Director Mike Nichols and screenwriter Buck Henry (working from Robert Merle's novel) have fashioned a film that works at several levels, all of them entertaining.
There is the simple plot line itself, one that involves intrigue and suspense in addition to the story of a man working and communication with dolphins.
It also is a motion picture about the scientist's role in society, whether there is such a thing as pure research and the dangers of innocent studies being turned into the pursuit of evil by evil men.
It is the story of loyalties, of man and beast as well as man and man; a story of devotion.
George C. Scott is the scientist of the story and actor Scott gives the movie a dimension it might otherwise lack.
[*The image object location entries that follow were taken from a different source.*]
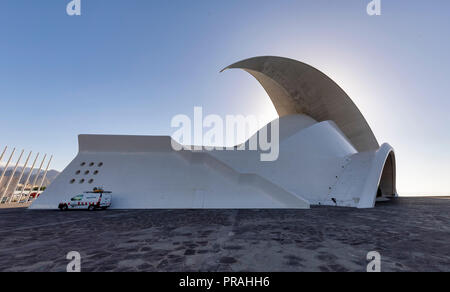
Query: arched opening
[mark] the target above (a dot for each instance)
(387, 186)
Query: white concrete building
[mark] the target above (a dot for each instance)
(328, 155)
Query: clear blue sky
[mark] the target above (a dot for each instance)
(126, 67)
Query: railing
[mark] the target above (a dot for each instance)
(10, 191)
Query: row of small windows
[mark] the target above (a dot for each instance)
(100, 164)
(81, 181)
(86, 172)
It is the dimension of rugged honesty and sincerity.
Too many man and animal pictures, built along fairly simplistic lines, reduce most actors to fairly simplistic responses. But Scott, working with a man or beast, in or out of water, is as complex as any dimensional character could be, and just as believable.
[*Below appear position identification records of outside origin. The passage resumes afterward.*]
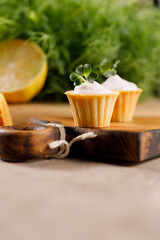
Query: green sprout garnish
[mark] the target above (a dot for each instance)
(108, 69)
(82, 74)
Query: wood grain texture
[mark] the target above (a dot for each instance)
(110, 144)
(135, 141)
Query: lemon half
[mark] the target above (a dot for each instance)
(23, 70)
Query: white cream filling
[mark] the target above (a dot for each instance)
(90, 88)
(117, 83)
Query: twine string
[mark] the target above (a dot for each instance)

The scientist (a marine biologist) an his assistants, after several years, have managed to teach a dolphin, Alpha, to speak. These are not parrot-like mimickings, but speech as a verbalization of thought. Alpha is able to respond to questions.
A foundation supports this research. Scott has demanded complete privacy lest Alpha and the other dolphins become sideshow spectacles.
But the foundation, by way of its representative played by Fritz Weaver, wants to know what it is getting for its money.
A mystery man who claims to be a free-lance writer (Paul Sorvino) also wants to find out what is going on at the marine biologists island retreat.
Soon there are people skulking around the island by night, a mysterious yacht riding at anchor, a murderous attack, kidnapping of the dolphins and a plan to use them for destruction.
"The Day of the Dolphin" is a movie of surprising twists and turns, a mixture of melodrama and science fiction with thoughtful commentary and yet none of it -- commentary or melodrama -- is terribly heavy handed.
Director Nichols can be involved to the point of obtuseness a sin "Catch 22" or elliptical and condensed as in Carnal Knowledge."
In "The Day of the Dolphin" he is a straight away story teller (as in "The Graduate") but an economical one, not wasting scenes for isolated effects but building with them for a cumulative effect.
The cast is excellent -- Weaver as the foundation official, Broadway actor Sorvino as a menacing but strangely intriguing stranger. Trish Van Devere, Mrs. Scott off screen, is decorative as Scott's movie wife.
And Scott, even when dripping from head to toe, makes most actors look wet behind the ears.